Dou outro exemplo de projeto, para a Saúde: vamos ter, ao final de dois anos, em todos os Estados, 150 AMEs, Ambulatórios Médicos de Especialidades, policlínicas com capacidade realizar 27 milhões de consultas e fazer 63 milhões de exames por ano.
Vamos lutar pela eliminação e ou redução de tarifas exageradas sobre ítens e tratamentos de saúde de natureza essencial e ampliar os mutirões de combate a problemas de saúde.

Levy Fidelix (PRTB)
Eliminação de impostos sobre dez alimentos da cesta básica essenciais à vida.
Nosso governo, tendo como compromisso primeiro estabelecer no País a justiça e o equilibrio sócio-econômico entre as mais distintas classes sociais, deverá priorizar os menos favorecidos com a supressão de todos e quaisquer impostos ou encargos sobre pelo menos dez alimentos da cesta básica, tais como arroz, feijão, açúcar, leite, café, farinha de mandioca, trigo, fubá e outros.
Enviaremos ao Congresso projeto de Lei, que elencará os dez alimentos necessários a nutrição e suprimento da população, cuja produção será incrementada com incentivo governamental em todo o território nacional, de sorte a não faltar ao consumidor e, ainda, gerar excedentes para a exportação, gerando divisas.para nosso Pais.
Ainda sobre saúde:
A Saúde é prioridade absoluta para o governo do PRTB, onde os maiores investimentos se concentrarão na duplicação dos postos de atendimento ambulatoriais, emergência e prontos socorros em todas as cidades brasileiras.

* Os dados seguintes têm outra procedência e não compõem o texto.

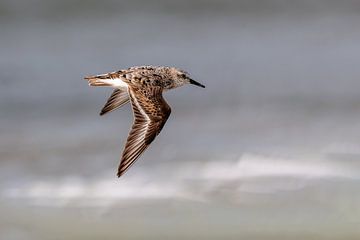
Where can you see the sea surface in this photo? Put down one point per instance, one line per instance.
(268, 150)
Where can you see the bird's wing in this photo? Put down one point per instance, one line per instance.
(150, 112)
(118, 98)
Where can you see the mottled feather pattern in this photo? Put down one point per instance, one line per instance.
(151, 113)
(143, 87)
(117, 99)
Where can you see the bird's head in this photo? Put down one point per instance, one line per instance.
(181, 77)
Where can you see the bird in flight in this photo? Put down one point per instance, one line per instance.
(143, 87)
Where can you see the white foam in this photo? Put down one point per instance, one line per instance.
(194, 181)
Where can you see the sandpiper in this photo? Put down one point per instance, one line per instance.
(143, 87)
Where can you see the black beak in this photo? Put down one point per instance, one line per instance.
(196, 83)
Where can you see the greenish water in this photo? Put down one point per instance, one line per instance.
(269, 150)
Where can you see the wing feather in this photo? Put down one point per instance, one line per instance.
(117, 99)
(151, 113)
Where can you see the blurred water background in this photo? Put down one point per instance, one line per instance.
(269, 150)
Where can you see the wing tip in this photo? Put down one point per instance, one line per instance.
(120, 173)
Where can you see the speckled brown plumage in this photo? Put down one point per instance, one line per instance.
(143, 86)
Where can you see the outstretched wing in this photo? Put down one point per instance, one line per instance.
(118, 98)
(151, 113)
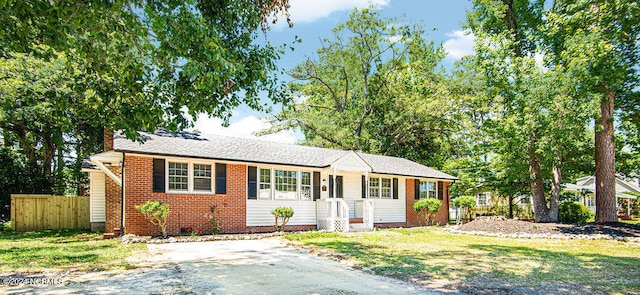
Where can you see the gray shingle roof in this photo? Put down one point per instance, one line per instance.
(217, 147)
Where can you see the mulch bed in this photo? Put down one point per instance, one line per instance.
(501, 225)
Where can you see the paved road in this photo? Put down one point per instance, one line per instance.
(229, 267)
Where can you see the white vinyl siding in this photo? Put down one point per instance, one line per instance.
(259, 212)
(305, 186)
(385, 210)
(97, 194)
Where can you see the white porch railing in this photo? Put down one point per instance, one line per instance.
(332, 214)
(367, 213)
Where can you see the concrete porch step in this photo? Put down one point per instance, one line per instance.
(358, 227)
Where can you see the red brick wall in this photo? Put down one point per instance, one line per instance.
(186, 210)
(113, 201)
(441, 218)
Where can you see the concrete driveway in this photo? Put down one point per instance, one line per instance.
(230, 267)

Haverá a aquisição de milhares de ambulâncias e de novos equipamentos médicos.
Será implantado o serviço odontológico obrigatório em todo o território nacional.

Marina Silva – PV
Atenção à primeira infância articulada com as áreas de educação, saúde e assistência social. Apoiar a ampliação de instalações apropriadas, com condições básicas de higiene e profissionais qualificados, para que as mulheres possam trabalhar com tranquilidade,sabendo que seus filhos estão sendo cuidados em ambientes adequados e com a devida atenção. Desenvolver políticas alternativas, como creches públicas com co-gestão e supervisão comunitárias, com intuito de garantir qualidade, aliadas a programas de apoio à família com transferência de renda e capacitação relativa aos cuidados de saúde e ao desenvolvimento físico, cognitivo e emocional das crianças feito por agentes comunitários.
Garantir a disponibilidade, integração e complementação de políticas públicas orientadas para previdência, assistência social e saúde, educação, cultura e trabalho, habitação, urbanismo e saneamento Assegurar a integração orçamentária e a transversalidade das políticas desses setores por meio de ações matriciais e territoriais.

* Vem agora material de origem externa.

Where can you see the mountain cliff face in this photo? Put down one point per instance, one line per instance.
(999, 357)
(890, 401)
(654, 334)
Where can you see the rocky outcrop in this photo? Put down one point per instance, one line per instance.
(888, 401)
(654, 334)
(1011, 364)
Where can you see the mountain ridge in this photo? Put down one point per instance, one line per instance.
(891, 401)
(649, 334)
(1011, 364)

1. Bem-estar humano como valor central. Incorporar condições dignas de moradia, alimentação saudável e em quantidade suficiente, vida saudável, prevenção de doenças e redução da violência como valores centrais das políticas governamentais na área da saúde, saneamento, gestão urbana e desenvolvimento regional.
2. Ambiente saudável e bem-estar humano como valores centrais para a saúde dos brasileiros. Para aprimorar a capacidade de gestão e planejamento do setor, é necessário: garantir o financiamento estável para o SUS; universalizar o acesso dos usuários do SUS ao Programa de Saúde da Família, com objetivo de aprimorar a atenção básica; ampliar a capacidade de prevenção e promoção da saúde; diminuir desigualdades de acesso e de infra-estrutura regional; valorizar o profissional de saúde, incluindo investimento em formação continuada e atração para diferentes áreas do país; garantir o uso racional da tecnologia da saúde e estabelecer parâmetros e indicadores que possibilitem o aprimoramento das políticas em saúde e qualidade de vida da população.
3. Saneamento básico integrado ao direito à moradia digna e qualidade de vida. Articular o acesso ao saneamento básico às ações de superação do déficit habitacional e de promoção da saúde.
4. Água de boa qualidade e para todos. Criar política de acesso a água potável e proteção aos mananciais de abastecimento de água, incorporando a saúde humana, a qualidade da água e uso sustentável como valores centrais na cadeia de produção da água para abastecimento.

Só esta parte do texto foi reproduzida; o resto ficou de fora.